27th annual BYU Hunger Banquet raises over $16,000 for refugees

Students for International Development
Members of the Students for International Development club take part in the 27th annual Hunger Banquet on Saturday, Feb. 25.

BYU clubs raised over $16,000 at BYU’s 27th annual Hunger Banquet on Saturday, Feb. 25.

The proceeds will be donated to three organizations working to cater to the needs of refugees, according to the 27th Anniversary Hunger Banquet website.

“At first, we thought the proceeds would go just to one organization, but when everyone voted, it was a three way tie,” co-president of the Students for International Development club Laura Boyer said. “The awarded organizations were Women of the World, Catholic Community Services and Spice Kitchen.”

BYU dining services donated all of the food for the event and many on-campus groups, such as the Kennedy Center and the Ballard Center, provided funding and resources to help make the event happen. The Sorenson Legacy Foundation also pledged to match money raised on ticket sales.

Boyer, a political science major, said while raising money for these organizations was part of Students for International Development’s goal, the goal was two fold.

“Along with the goal to raise $16,000 for nonprofits in our community, we also wanted to impact students’ views on refugees and help students become more involved in their community,” Boyer said. “I like to think we did impact students. However, we will need to send out a survey to see how actions changed.”

There were also many people who volunteered at the banquet. Pre-management sophomore Isaac Banks decided to get involved with Students for International Development and volunteer at the Hunger Banquet because of his time spent living abroad.

Banks has lived in Mozambique, Brazil and Poland. His father also served two tours in Afghanistan as a member of the foreign service and was involved in the struggle for women’s rights within the country.

“Throughout the time I have spent abroad, I have gained a deep love and respect for all human beings independent of religion, culture, nationality or ethnicity,” Banks said. “We are all brothers and sisters and deserve the same happiness, security, prosperity and respect.”

Along with the dinner featuring first, second and third-class meals, the banquet also included music, dancing and a speech by Nathanael Molle from the association Singa France.

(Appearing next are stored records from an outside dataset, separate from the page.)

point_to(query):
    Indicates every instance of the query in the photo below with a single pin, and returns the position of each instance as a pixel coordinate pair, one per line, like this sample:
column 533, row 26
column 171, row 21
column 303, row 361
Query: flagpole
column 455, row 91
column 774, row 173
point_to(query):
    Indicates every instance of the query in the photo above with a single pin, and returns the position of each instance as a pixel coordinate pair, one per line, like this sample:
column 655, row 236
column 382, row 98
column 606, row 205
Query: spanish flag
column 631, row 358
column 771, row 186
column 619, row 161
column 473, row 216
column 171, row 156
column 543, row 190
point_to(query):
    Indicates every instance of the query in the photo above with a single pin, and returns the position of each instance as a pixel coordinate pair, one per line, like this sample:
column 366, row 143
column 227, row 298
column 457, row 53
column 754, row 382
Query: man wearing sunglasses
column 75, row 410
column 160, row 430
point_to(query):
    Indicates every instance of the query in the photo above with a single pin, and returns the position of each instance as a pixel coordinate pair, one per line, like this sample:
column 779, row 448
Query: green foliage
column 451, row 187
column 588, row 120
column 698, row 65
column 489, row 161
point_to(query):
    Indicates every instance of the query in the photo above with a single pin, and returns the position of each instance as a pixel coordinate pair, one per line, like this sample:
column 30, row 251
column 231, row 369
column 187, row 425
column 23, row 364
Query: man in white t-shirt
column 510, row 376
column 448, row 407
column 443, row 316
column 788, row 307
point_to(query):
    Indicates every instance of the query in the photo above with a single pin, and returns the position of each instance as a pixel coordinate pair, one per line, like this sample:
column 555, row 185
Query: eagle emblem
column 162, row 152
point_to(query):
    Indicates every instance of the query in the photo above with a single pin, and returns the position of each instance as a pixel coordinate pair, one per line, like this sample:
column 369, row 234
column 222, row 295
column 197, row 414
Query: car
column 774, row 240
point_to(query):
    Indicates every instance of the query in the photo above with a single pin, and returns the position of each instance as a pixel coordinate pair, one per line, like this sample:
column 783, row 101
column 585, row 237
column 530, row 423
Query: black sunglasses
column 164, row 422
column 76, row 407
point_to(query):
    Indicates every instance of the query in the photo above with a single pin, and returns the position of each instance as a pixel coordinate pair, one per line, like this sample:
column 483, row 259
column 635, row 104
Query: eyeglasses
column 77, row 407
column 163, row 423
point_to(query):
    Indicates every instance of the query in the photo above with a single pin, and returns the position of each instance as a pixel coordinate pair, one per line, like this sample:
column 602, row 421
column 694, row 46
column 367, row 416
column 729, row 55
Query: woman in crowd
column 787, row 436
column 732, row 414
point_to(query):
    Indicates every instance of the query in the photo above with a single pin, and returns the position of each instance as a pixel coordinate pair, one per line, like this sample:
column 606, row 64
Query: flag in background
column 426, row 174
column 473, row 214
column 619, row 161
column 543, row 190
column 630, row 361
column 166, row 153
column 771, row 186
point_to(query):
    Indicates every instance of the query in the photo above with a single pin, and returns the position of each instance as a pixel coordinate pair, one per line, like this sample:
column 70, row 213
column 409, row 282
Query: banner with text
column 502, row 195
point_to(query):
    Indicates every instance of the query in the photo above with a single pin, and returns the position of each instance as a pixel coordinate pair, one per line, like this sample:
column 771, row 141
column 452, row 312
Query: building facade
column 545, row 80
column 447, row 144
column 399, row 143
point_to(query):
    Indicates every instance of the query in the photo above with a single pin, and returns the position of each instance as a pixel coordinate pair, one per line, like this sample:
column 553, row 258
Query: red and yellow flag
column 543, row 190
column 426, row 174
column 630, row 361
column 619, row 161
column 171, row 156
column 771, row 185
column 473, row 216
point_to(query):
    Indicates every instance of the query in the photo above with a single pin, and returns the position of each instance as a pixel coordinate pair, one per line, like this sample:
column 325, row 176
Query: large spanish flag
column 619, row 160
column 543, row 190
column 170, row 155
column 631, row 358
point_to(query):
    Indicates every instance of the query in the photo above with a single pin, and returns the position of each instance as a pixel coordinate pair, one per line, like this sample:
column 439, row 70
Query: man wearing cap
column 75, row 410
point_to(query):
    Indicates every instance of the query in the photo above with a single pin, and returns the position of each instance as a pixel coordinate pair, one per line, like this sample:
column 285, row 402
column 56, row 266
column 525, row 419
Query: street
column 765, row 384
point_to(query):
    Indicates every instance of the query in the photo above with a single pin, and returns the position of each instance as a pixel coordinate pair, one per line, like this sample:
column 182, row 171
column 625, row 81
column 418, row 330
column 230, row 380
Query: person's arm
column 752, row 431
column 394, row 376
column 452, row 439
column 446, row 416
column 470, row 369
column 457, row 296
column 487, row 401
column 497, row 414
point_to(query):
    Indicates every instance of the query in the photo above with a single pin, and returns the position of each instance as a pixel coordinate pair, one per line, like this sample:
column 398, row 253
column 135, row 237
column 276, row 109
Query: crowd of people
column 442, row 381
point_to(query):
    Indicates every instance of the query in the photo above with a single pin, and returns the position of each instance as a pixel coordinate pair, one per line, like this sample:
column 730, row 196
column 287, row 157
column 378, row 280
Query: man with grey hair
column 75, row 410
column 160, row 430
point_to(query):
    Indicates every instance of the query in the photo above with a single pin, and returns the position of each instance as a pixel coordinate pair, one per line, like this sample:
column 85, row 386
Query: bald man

Molle talked about the ways people view those with refugees status. According to Molle, migrants are viewed as villains or those to be pitied. He said both of these perspectives can be dangerous, and said to view refugees as people instead of viewing them as those who hurt the economy or those who need pity.

“Overall, the event went really well,” Boyer said. “It was a really fun, well attended event. I believe (the Hunger Banquet) is a powerful event that has the potential to change students’ perspectives and inspire them to be more involved in their community.”